Statistical Concepts and Methods
Module 1: Core Statistical Concepts
Parameters and Statistics
A parameter summarizes a population (e.g., mean, median, standard deviation). Parameters are constant but usually unknown. A statistic is calculated from a sample (e.g., sample mean) and used to estimate parameters. Statistics are random and depend on the sample.
Point Estimates
A point estimate is a sample value used to estimate a specific population parameter. For instance, the sample mean can be a point estimate for the population mean. All point estimates are statistics, but not all statistics are point estimates.
Standard Error and Sampling Distributions
The standard error is the standard deviation of point estimates. The sample distribution describes the distribution of data within a single sample. The sampling distribution describes the distribution of a point estimate across all possible samples of a given size. The center of the sampling distribution is typically equal to the true population parameter for unbiased estimators. If the population is normal, the sampling distribution is normal; otherwise, the Central Limit Theorem (CLT) applies.
Sampling Variation and Sample Characteristics
Sampling variation refers to how different samples yield different estimates. Random mixing ensures unbiased samples. Larger sample sizes reduce variability among estimates, not within a sample. A representative sample roughly resembles the population. Generalizability means results from the sample apply to the population. Bias occurs when certain individuals have a higher chance of being included in the sample.
Margin of Error
The margin of error (z*/t* × SE) describes the difference between a point estimate and the true population parameter due to sampling variability.

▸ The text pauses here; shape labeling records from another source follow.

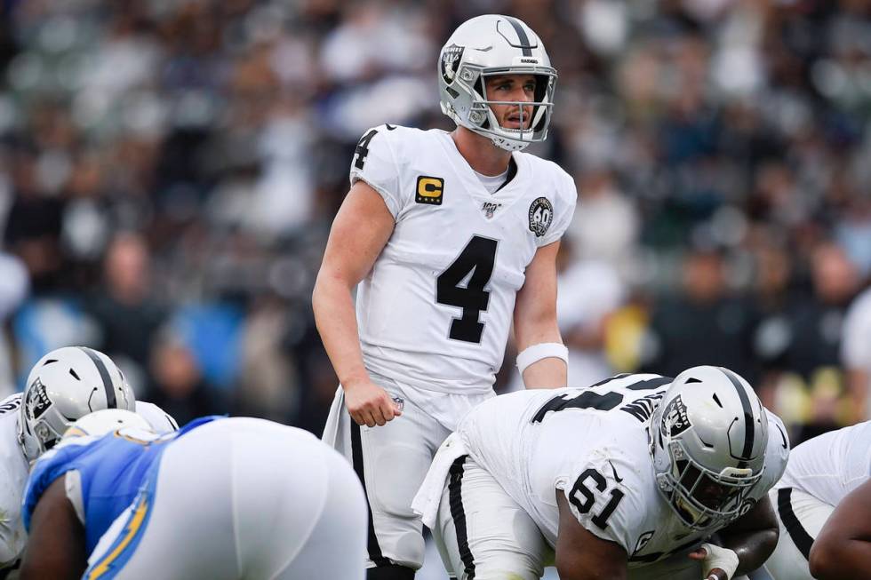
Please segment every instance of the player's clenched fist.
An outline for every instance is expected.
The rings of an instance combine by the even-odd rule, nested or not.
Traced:
[[[403,414],[387,391],[371,380],[343,385],[345,407],[357,425],[383,425]]]

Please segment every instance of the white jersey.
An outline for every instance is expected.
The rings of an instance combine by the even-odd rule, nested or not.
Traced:
[[[513,159],[491,195],[443,131],[381,125],[361,139],[351,184],[372,186],[396,219],[357,289],[371,371],[429,391],[491,388],[526,266],[563,235],[577,196],[556,164]]]
[[[688,528],[656,487],[648,419],[671,381],[621,375],[590,388],[512,393],[479,405],[458,433],[551,546],[559,528],[555,489],[562,489],[585,528],[620,544],[630,568],[643,566],[688,550],[716,529]],[[779,419],[770,417],[770,428],[777,428]],[[771,477],[754,488],[742,512],[766,494],[787,453],[779,436],[769,438]]]
[[[871,421],[823,433],[793,449],[777,489],[792,488],[829,505],[871,476]]]
[[[28,535],[21,521],[21,499],[30,465],[18,441],[21,393],[0,401],[0,568],[13,564],[24,552]],[[157,433],[178,429],[175,420],[152,403],[136,401],[140,414]]]

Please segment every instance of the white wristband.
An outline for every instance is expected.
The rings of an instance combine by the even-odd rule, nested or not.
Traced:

Module 2: Advanced Statistical Methods
Sampling and Bootstrapping
Sampling without replacement provides more precise parameter estimates. Bootstrapping approximates the sampling distribution by drawing with replacement from the original sample. It’s used to estimate the standard error of a point estimate. Bootstrapping works best with large samples.
Confidence Intervals
A confidence interval is a range of plausible values for a population parameter. It expresses uncertainty rather than a single estimate (Point Estimate ± MOE). A 95% confidence interval means we are 95% confident that the true population parameter falls within that interval. Wider intervals indicate higher confidence levels. Larger sample sizes lead to narrower intervals.

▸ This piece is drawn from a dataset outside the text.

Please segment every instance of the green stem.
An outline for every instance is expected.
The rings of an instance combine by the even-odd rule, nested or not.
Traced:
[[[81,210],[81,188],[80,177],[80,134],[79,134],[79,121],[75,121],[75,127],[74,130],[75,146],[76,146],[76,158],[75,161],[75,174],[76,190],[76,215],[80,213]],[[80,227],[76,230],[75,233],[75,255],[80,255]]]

Central Limit Theorem (CLT) and Law of Large Numbers
The CLT states that for large sample sizes, the sampling distribution of a point estimate is approximately normal, regardless of the population’s shape. CLT conditions include independent observations, random sampling, and a sufficiently large sample size. The Law of Large Numbers states that as sample size increases, the point estimate converges to the true population parameter.
Normal Distribution and Z-scores
The normal distribution is a symmetric, unimodal, bell-shaped curve, denoted as N(0, 1). The Z-score measures how many standard deviations an observation falls above or below the mean.